Opzegging erfpacht ex 5:87 BW geen doorkruising Onteigeningswet

In het voor de erfpacht geschreven art. 5:87 lid 3 BW, dat op grond van art. 5:104 lid 2 BW ook geldt voor het recht van opstal, voorziet de wet uitdrukkelijk in de mogelijkheid van opzegging door de grondeigenaar; de bevoegdheid daartoe kan worden opgenomen in de akte van vestiging. Bij de parlementaire behandeling van deze bepalingen is onder ogen gezien dat de grondeigendom bij erfpacht- en opstalrechten vaak in handen is van de overheid, dat bij de vestiging van erfpacht- en opstalrechten in de regel door de overheid opgestelde algemene voorwaarden worden gehanteerd en dat de bevoegdheid tot opzegging, waarin deze bepalingen voorzien, in die voorwaarden kan worden opgenomen (Parl. Gesch. Boek 5, p. 306 en 335, en Parl. Gesch. Boek 5 (Inv. 3, 5 en 6), p.1061-1071). Daarbij is geen aanleiding gevonden voor een bijzondere regeling met betrekking tot het geval dat de overheid het recht van erfpacht of opstal wenst op te zeggen in het algemeen belang of voor gebruik ten algemene nutte. Hieruit volgt dat naar de bedoeling van de wetgever de mogelijkheid tot onteigening van een recht van erfpacht of opstal op grond van art. 4 Onteigeningswet niet in de weg staat aan de mogelijkheid van opzegging van dat recht door de overheid als grondeigenaar. Reeds om deze reden levert de mogelijkheid van tussentijdse beëindiging van art. 8.2 AV2007 geen onaanvaardbare doorkruising van de Onteigeningswet op.
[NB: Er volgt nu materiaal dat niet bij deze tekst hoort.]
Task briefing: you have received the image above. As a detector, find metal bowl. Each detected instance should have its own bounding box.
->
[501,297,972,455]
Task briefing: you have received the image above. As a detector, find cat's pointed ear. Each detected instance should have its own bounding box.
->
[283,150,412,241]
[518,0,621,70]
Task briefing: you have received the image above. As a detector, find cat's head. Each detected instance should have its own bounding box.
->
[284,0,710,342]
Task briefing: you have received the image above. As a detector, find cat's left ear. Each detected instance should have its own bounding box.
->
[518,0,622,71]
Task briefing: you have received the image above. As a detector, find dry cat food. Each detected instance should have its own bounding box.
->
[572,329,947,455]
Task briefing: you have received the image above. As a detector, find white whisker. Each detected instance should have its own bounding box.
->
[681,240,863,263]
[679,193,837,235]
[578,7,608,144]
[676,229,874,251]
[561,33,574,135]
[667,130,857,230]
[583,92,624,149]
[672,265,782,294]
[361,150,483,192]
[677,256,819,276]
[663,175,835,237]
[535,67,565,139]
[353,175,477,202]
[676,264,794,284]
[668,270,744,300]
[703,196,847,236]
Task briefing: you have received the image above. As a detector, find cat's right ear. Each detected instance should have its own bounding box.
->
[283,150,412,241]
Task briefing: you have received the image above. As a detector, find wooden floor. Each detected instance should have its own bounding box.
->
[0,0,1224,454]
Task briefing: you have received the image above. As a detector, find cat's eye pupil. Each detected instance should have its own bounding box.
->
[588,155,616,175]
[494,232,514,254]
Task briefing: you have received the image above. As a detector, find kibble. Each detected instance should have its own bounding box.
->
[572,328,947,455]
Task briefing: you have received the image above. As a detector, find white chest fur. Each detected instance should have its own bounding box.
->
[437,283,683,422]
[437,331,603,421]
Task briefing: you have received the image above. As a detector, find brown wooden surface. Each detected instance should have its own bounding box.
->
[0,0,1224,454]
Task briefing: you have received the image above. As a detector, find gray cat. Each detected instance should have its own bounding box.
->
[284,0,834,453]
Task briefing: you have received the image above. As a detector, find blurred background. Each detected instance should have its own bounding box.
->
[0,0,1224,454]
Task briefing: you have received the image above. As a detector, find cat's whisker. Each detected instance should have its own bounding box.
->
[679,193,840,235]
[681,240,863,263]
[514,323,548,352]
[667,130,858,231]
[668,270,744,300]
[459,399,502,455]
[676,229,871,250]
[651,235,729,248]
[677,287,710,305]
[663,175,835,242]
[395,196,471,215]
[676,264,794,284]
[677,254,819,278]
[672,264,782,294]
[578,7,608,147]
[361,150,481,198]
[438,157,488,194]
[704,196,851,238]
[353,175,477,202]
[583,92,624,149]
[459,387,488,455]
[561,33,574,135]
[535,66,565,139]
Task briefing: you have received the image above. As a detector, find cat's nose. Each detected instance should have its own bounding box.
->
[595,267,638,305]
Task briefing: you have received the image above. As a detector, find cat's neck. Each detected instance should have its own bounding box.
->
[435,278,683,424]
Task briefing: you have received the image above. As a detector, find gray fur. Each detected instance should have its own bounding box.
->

HR 31-10/14 inzake St. Opstalhouders Haarlemmermeer/ Hoogheemraadschap van Rijnland (HR:2014:3071)

Voor het aannemen van die doorkruising bestaat ook anderszins geen grond. Art. 5:99 BW, dat op grond van art. 5:105 lid 3 BW ook geldt voor het opstalrecht, geeft bij het einde van het recht van erfpacht en opstal aanspraak op volledige vergoeding van de waarde van de aangebrachte gebouwen, werken en beplantingen. Onder omstandigheden kan ook aanspraak bestaan op vergoeding van (andere) schade. Dat die laatste aanspraak, anders dan bij onteigening, niet steeds (met zekerheid vooraf) bestaat voor al het nadeel door de beëindiging van het erfpacht- of opstalrecht, zoals SBOH c.s. aanvoeren, komt door het feit dat de grondeigenaar zich op grond van de art. 5:87 lid 3 en 5:104 lid 2 BW de bevoegdheid tot opzegging mag voorbehouden, en dat in verband daarmee sommige gevolgen van de uitoefening van die bevoegdheid soms voor eigen rekening van de erfpachter of de houder van het opstalrecht kunnen blijven. Bij een onteigening is geen sprake van de uitoefening van deze bevoegdheid en is juist uitgangspunt dat het erfpacht- of opstalrecht zou hebben voortgeduurd.

Noot: betreft opzegging in algemeen belang en dat mag dus, omdat deze opzegging kan bestaan naast de onteigening in het algemeen belang.